L’identification
Lecteur de la chronique, Dominique E. m’adresse un message dont voici l’extrait retenu pour développer ici la réponse que je lui ai faite (je rappelle que vous êtes invité à communiquer autant que vous le souhaitez) :
« …Je suppose que celui qui souffre d’une telle déprime aura quelques difficultés à repérer le film de sa vie et finalement à voir, à sentir, qui souffre…, qui il est.
Questions: dans ce contexte, le fait de pouvoir voir, sentir, ressentir vraiment (en vérité) qui il est, permet-il de le libérer de ses souffrances, à supposer
que malgré sa souffrance, il puisse “toucher du doigt” celui qu’il est, qui il est ? »
Il ne saurait être question de nier cette difficulté, c’est « dramatiquement » la nôtre ! Parfois, je me demande si nous avons, fondamentalement, une autre difficulté que celle de nous rappeler qui nous sommes. Et cet oubli pourrait bien expliquer toute condition de vie déplorée (déprime ou autres circonstances).
Il arrive que les médias rapportent qu’une personne amnésique a été trouvée errant « dans la nature », incapable de décliner son identité, son adresse, et parfois même de prononcer le moindre mot.
Tant que l’on ne retrouve pas l’entourage de la personne (laissons de côté les supercheries), elle est confiée à quelque lieu de vie approprié, possiblement à un tout autre conditionnement pour elle. Et pour elle, n’y a-t-il pas là le risque que les ennuis « commencent » ? Ah, si elle pouvait se rappeler qui elle est, d’où elle vient !
Eh bien, j’émets l’hypothèse que nous sommes cette personne-là, le « jouet » d’un conditionnement enduré, que nous ne comprenons pas, auquel nous résistons…
Nous pouvons regarder l’amnésie, ainsi que d’autres « défaillances mentales », comme la cristallisation d’un certain déni ordinaire, d’un refus de voir (il peut être le sien propre, celui de sa généalogie, ou du monde !)…
Alors, qu’est-ce qui est plus intéressant, plus important, déplorer la difficulté de nous rappeler qui nous sommes ou simplement reconnaître, prendre en compte cet oubli probable ?
À pieds ou en voiture, vous est-il déjà arrivé de vous perdre ? Observez que vous aviez continué de vous égarer, que vous aviez « empiré les choses », jusqu’à ce que vous réalisiez que vous étiez perdu ! C’est l’ignorance qui nous perd, la connaissance nous libère…
Il nous arrive parfois de proclamer, après quelque conflit relationnel : « Ah, je vois. Maintenant, je comprends ! » J’évoque ces expériences où il y a alors un soulagement, une libération.
Notre proclamation montre bien qu’avant, nous ne voyions pas, nous ne savions pas, nous ne comprenions pas, ce qui ne nous avait pas empêché de considérer le pire, de réagir vivement, de souffrir.
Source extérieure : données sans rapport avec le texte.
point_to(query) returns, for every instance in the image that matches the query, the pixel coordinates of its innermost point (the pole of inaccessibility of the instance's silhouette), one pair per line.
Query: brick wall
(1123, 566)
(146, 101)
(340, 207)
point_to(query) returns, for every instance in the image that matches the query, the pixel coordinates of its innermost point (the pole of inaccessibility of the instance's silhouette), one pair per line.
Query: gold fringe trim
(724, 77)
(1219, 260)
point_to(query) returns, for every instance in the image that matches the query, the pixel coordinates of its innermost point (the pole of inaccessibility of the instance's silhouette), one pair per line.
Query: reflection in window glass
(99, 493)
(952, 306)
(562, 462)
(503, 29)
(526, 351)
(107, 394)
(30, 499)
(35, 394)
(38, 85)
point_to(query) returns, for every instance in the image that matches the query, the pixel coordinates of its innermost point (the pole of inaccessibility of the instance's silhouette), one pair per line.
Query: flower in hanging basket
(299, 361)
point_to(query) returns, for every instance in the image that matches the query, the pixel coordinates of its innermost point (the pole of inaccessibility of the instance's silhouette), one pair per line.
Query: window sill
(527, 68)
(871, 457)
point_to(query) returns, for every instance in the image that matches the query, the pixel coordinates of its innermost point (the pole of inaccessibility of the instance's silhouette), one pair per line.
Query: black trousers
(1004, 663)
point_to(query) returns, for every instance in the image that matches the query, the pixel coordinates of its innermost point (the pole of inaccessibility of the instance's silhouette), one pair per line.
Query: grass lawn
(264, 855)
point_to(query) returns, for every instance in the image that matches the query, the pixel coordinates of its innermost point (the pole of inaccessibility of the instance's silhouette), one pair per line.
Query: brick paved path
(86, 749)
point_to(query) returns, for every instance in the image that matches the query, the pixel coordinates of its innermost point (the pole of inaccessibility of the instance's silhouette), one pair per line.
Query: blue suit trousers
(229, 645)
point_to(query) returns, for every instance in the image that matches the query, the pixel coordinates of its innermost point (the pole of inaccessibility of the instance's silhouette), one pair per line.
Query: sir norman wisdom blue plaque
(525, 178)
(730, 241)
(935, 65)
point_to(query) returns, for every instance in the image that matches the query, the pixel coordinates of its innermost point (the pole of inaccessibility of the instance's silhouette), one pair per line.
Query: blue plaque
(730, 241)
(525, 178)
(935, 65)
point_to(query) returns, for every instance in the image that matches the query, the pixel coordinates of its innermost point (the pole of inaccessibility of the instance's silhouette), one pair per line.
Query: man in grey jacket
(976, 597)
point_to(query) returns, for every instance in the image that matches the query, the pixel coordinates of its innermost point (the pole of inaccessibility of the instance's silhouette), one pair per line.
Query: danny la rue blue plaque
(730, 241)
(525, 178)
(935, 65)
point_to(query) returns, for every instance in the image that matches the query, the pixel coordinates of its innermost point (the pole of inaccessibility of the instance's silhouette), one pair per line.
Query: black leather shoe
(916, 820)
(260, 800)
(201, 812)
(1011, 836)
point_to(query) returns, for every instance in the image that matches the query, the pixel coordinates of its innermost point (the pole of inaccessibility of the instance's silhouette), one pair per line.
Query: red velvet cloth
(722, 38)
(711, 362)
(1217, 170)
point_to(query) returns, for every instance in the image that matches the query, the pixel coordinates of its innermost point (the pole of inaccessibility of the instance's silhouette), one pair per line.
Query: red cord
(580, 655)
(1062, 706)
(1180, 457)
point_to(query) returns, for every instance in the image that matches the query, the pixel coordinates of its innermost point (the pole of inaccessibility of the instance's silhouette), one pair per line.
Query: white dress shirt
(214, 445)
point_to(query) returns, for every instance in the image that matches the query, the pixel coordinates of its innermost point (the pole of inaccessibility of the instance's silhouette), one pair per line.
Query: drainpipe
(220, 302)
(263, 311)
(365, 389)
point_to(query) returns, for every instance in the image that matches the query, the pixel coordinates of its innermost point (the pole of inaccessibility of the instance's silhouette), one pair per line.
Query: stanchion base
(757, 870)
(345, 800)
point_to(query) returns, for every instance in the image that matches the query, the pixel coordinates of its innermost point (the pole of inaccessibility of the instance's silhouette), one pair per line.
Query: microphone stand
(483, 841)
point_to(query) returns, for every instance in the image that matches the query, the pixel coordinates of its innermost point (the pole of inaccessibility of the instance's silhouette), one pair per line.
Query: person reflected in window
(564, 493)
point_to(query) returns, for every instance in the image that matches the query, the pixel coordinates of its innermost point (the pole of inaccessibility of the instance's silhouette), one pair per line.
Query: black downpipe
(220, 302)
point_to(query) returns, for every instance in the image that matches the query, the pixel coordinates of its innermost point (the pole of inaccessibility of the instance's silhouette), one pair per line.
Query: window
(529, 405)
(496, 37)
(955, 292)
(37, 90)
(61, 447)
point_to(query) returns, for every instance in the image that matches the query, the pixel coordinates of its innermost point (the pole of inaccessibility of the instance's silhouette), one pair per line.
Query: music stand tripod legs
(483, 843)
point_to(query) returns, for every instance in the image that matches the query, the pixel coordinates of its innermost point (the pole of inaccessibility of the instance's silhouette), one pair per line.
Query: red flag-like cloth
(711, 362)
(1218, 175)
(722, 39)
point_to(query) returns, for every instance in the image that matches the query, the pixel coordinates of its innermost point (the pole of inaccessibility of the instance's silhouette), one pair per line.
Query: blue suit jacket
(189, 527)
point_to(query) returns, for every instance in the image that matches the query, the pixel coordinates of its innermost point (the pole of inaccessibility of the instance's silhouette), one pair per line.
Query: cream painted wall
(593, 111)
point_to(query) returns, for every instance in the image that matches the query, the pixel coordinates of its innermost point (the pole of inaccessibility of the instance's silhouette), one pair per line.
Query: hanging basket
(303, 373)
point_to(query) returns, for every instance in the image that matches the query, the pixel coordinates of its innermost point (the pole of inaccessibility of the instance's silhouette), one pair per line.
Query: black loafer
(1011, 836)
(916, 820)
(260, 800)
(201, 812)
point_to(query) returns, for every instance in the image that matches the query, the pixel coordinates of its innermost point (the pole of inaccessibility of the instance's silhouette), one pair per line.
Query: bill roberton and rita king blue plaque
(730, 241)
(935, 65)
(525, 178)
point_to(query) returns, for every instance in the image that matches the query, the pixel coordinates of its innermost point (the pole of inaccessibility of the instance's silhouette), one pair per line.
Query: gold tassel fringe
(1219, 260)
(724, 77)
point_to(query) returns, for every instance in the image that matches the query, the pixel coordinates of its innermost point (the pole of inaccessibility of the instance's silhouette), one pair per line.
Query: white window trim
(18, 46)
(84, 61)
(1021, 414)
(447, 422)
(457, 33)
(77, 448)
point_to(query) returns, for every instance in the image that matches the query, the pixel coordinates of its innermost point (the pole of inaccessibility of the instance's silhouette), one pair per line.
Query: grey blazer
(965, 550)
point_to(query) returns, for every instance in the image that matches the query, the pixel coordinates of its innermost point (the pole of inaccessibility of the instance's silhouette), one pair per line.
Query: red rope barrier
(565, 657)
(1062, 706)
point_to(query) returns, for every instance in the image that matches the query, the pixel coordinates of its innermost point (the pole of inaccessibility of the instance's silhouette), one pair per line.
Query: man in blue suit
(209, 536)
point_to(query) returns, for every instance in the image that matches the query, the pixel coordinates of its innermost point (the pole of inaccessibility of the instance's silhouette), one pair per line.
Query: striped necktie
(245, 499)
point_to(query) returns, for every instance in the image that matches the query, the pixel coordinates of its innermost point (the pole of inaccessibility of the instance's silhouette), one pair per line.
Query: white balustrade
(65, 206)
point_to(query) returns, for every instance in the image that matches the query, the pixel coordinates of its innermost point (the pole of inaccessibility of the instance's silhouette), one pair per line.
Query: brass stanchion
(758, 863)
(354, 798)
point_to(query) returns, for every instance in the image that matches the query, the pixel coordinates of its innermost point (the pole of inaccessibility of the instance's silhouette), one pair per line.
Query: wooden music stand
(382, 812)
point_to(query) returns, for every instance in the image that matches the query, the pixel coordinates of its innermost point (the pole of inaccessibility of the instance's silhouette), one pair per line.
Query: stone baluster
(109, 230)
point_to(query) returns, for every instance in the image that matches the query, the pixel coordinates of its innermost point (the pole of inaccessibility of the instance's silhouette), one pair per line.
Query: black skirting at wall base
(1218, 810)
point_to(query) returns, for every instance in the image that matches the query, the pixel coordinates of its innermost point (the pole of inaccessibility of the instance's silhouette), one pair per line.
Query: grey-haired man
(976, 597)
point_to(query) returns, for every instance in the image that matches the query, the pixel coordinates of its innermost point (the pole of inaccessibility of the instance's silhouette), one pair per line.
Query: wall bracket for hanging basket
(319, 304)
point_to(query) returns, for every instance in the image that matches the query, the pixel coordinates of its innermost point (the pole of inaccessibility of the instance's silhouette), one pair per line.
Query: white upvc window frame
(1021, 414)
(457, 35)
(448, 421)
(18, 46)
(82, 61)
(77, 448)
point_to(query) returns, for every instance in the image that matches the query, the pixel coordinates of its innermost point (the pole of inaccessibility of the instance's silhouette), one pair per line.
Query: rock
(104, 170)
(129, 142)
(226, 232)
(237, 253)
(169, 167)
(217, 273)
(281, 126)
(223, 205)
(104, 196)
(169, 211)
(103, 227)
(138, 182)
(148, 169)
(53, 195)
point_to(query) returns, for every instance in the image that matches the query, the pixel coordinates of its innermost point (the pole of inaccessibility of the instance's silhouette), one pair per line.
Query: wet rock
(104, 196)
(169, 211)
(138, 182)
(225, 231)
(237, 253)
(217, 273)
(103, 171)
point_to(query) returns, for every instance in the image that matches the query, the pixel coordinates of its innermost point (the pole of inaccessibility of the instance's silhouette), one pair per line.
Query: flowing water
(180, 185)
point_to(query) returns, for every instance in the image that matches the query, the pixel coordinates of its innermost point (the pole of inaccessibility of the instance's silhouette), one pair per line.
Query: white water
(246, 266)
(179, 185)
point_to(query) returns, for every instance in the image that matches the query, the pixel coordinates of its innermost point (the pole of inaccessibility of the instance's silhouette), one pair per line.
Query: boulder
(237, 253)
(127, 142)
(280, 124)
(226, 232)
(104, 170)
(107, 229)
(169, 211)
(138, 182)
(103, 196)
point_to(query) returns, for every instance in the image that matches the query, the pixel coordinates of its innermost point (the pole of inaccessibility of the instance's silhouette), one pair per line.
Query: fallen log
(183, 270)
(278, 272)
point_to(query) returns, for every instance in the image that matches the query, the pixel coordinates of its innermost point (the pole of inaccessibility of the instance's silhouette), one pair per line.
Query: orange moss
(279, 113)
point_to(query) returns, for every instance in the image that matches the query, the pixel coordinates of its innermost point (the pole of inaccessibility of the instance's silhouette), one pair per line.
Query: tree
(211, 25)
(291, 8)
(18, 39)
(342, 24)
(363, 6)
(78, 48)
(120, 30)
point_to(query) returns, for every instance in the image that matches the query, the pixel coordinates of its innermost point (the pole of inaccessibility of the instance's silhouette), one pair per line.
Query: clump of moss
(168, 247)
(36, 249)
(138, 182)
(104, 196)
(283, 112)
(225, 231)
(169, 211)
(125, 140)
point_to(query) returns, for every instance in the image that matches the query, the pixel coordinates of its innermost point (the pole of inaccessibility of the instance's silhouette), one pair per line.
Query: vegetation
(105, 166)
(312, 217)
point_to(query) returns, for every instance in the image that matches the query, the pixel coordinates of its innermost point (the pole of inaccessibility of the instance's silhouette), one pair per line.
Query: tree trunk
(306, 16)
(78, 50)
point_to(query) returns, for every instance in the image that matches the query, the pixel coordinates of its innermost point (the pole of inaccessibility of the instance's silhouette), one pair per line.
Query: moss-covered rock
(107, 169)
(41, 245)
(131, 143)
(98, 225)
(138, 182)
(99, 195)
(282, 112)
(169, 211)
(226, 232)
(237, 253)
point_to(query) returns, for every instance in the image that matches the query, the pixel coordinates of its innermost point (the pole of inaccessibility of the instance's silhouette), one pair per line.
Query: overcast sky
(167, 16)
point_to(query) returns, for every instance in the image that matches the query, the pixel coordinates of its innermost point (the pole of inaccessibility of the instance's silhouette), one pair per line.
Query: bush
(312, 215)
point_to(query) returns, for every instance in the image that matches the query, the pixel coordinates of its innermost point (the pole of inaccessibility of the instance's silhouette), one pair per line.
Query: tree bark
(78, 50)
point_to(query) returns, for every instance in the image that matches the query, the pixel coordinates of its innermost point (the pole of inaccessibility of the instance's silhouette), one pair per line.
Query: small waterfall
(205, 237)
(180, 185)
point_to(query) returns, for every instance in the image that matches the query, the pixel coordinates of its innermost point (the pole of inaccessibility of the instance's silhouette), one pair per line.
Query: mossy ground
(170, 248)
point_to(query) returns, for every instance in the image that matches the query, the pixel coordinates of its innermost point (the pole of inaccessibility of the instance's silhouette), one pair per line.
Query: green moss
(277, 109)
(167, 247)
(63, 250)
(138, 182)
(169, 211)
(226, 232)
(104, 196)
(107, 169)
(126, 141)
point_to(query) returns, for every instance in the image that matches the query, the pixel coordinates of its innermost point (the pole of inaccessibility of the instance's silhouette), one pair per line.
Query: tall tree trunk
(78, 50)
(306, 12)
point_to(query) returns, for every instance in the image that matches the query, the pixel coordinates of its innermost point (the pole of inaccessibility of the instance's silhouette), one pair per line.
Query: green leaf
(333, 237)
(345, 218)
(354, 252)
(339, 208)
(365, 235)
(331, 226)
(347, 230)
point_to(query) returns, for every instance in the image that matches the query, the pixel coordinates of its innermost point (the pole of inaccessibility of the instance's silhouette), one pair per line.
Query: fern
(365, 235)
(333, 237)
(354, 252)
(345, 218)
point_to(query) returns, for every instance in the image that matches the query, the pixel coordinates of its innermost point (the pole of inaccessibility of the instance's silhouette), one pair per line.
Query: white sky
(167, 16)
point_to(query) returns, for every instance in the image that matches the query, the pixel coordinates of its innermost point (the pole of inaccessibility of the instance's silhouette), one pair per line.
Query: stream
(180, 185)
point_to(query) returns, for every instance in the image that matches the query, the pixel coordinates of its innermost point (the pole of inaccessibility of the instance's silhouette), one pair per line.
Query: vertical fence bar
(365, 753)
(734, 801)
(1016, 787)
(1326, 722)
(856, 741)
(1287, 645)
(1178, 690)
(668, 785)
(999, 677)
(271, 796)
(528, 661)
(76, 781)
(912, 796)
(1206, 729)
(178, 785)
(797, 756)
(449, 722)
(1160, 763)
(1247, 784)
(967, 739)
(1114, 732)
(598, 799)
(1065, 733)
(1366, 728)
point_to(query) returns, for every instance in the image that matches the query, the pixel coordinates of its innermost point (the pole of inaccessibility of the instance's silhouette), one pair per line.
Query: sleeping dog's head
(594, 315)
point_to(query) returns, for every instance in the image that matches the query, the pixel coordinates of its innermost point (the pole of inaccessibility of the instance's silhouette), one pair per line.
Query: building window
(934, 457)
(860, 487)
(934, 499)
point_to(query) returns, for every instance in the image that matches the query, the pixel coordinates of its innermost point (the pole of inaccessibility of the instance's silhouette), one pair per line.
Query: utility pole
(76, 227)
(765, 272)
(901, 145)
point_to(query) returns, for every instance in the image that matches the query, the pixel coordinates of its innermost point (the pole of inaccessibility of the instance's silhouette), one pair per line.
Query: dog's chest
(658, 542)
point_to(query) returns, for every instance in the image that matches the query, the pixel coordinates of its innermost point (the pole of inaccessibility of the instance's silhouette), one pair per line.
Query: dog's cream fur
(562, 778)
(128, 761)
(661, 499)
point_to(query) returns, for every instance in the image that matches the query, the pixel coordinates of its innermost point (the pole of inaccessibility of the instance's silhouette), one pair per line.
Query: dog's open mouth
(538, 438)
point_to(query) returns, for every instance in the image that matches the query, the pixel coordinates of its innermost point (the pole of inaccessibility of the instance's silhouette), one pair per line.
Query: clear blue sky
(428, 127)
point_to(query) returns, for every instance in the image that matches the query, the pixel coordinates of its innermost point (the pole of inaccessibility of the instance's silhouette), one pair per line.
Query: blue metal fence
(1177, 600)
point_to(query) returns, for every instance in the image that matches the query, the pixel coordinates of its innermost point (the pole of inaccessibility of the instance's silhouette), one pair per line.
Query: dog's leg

Voyez-vous cela, le comprenez-vous ? Voyez-vous comment et combien « voir » peut faire toute une différence, avantageuse ? Et Dominique de s’interroger sur les possibles effets du « voir » et du ressentir ».
De mon point de vue, ces effets sont manifestes, et tentons d’apporter quelques précisions supplémentaires. « Voir » est une chose, sentir ou ressentir peut en être une autre :
Qu’il s’agisse de la vision physique ou de la vision spirituelle (intérieure), un premier effet est identique : je ne peux rien voir sans la possibilité d’observer une distance entre moi qui vois et la chose vue. On ne peut rien voir sans cette distance. Et mettre une distance entre soi et
son problème (par exemple, est d’une aide précieuse… En réalité, il s’agit moins de mettre cette distance que de juste reconnaître sa réalité. La distance existe en ce sens que le problème est perçu : il y a le problème, ce qui le perçoit, et ce qui le perçoit n’est pas le problème.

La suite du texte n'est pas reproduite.